Agentic World Modeling: Foundations, Capabilities, Laws, and Beyond

Meng Chu,Xuan Billy Zhang,Kevin Qinghong Lin,Lingdong Kong,Jize Zhang,Teng Tu,Weijian Ma,Ziqi Huang,Senqiao Yang,Wei Huang,Yeying Jin,Zhefan Rao,Jinhui Ye,Xinyu Lin,Xichen Zhang,Qisheng Hu,Shuai Yang,Leyang Shen,Wei Chow,Yifei Dong,Fengyi Wu,Quanyu Long,Bin Xia,Shaozuo Yu,Mingkang Zhu,Wenhu Zhang,Jiehui Huang,Haokun Gui,Haoxuan Che,Long Chen,Qifeng Chen,Wenxuan Zhang,Wenya Wang,Xiaojuan Qi,Yang Deng,Yanwei Li,Mike Zheng Shou,Zhi-Qi Cheng,See-Kiong Ng,Ziwei Liu,Philip Torr,Jiaya Jia

As AI systems move from generating text to accomplishing goals through sustained interaction, the ability to model environment dynamics becomes a central bottleneck. Agents that manipulate objects, navigate software, coordinate with others, or design experiments require predictive environment models, yet the term world model carries different meanings across research communities. We introduce a "levels x laws" taxonomy organized along two axes. The first defines three capability levels: L1 Predictor, which learns one-step local transition operators; L2 Simulator, which composes them into multi-step, action-conditioned rollouts that respect domain laws; and L3 Evolver, which autonomously revises its own model when predictions fail against new evidence. The second identifies four governing-law regimes: physical, digital, social, and scientific. These regimes determine what constraints a world model must satisfy and where it is most likely to fail. Using this framework, we synthesize over 400 works and summarize more than 100 representative systems spanning model-based reinforcement learning, video generation, web and GUI agents, multi-agent social simulation, and AI-driven scientific discovery. We analyze methods, failure modes, and evaluation practices across level-regime pairs, propose decision-centric evaluation principles and a minimal reproducible evaluation package, and outline architectural guidance, open problems, and governance challenges. The resulting roadmap connects previously isolated communities and charts a path from passive next-step prediction toward world models that can simulate, and ultimately reshape, the environments in which agents operate.

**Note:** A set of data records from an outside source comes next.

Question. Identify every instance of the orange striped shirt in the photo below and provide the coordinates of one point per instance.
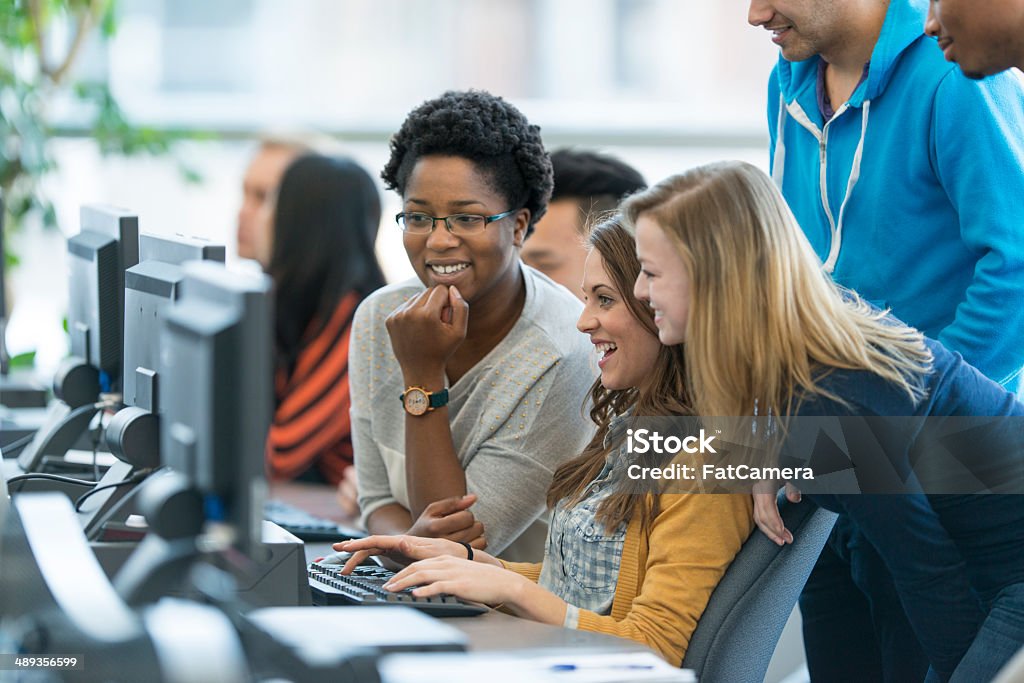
(311, 426)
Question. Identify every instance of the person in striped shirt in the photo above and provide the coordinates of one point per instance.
(321, 231)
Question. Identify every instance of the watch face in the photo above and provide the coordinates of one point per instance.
(417, 401)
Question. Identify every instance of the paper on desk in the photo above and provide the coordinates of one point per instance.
(572, 667)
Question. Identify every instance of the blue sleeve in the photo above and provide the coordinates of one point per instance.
(978, 147)
(773, 94)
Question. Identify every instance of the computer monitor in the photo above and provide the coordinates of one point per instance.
(150, 286)
(216, 392)
(133, 433)
(98, 256)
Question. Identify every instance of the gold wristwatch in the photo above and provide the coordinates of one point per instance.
(418, 400)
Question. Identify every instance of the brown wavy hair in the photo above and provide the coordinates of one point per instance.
(664, 392)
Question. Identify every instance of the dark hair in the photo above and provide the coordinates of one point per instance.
(664, 391)
(325, 224)
(601, 179)
(487, 131)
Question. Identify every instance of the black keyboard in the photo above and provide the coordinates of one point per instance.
(363, 587)
(307, 526)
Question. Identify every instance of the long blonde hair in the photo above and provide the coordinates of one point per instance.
(766, 323)
(663, 393)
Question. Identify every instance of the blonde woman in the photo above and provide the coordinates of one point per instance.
(733, 281)
(639, 566)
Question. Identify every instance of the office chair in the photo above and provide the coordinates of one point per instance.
(737, 633)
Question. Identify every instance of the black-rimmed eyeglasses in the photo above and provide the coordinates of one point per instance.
(416, 222)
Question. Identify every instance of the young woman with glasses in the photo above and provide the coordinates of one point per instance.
(635, 563)
(467, 380)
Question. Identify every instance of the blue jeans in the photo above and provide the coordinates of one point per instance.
(1000, 637)
(854, 625)
(927, 568)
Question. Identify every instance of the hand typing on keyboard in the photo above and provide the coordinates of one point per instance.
(365, 586)
(401, 549)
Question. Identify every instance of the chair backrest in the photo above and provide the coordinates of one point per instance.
(737, 633)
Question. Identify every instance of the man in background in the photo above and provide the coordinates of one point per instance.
(587, 184)
(904, 177)
(262, 176)
(984, 37)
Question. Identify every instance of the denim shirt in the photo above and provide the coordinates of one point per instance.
(582, 557)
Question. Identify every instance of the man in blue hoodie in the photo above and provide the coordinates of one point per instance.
(907, 179)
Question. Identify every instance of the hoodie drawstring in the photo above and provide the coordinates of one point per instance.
(801, 117)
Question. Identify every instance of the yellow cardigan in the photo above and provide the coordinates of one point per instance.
(667, 577)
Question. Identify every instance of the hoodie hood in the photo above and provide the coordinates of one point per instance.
(903, 26)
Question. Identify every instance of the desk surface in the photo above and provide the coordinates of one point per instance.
(492, 632)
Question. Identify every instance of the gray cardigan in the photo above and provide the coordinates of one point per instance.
(515, 416)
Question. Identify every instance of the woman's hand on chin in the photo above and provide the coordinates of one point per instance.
(426, 330)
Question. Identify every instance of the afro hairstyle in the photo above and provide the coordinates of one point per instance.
(487, 131)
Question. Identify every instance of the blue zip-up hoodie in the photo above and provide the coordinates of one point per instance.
(913, 194)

翻译：随着人工智能系统从文本生成转向通过持续交互实现目标，对环境动力学建模的能力成为核心瓶颈。操作物体、导航软件、与他人协作或设计实验的智能体需要预测性环境模型，但"世界模型"一词在不同研究领域中含义各异。本文提出一种"能力层级×规律类型"的分类框架，沿两个维度展开：第一维度定义三个能力层级——L1预测器（学习单步局部转移算子）、L2模拟器（将算子组合为遵循领域规律的多步行动条件化推演）与L3演化器（当预测与新的证据不符时自主修正自身模型）；第二维度识别四种规律控制领域：物理规律、数字规律、社会规律与科学规律。这些领域决定了世界模型必须满足的约束条件及其最可能失效的场景。借助该框架，我们综合分析了400余篇文献，总结了超过100个代表性系统，涵盖基于模型的强化学习、视频生成、网页与图形用户界面智能体、多智能体社会模拟以及人工智能驱动的科学发现。我们针对不同层级-规律组合下的方法、失效模式与评估实践进行剖析，提出以决策为中心的评估原则与可复现的最小化评估工具包，并勾勒出架构指引、开放问题与治理挑战。由此形成的路线图将先前孤立的研究社群联系起来，描绘了一条从被动式下一步预测迈向能够模拟并最终重塑智能体运行环境的世界模型的路径。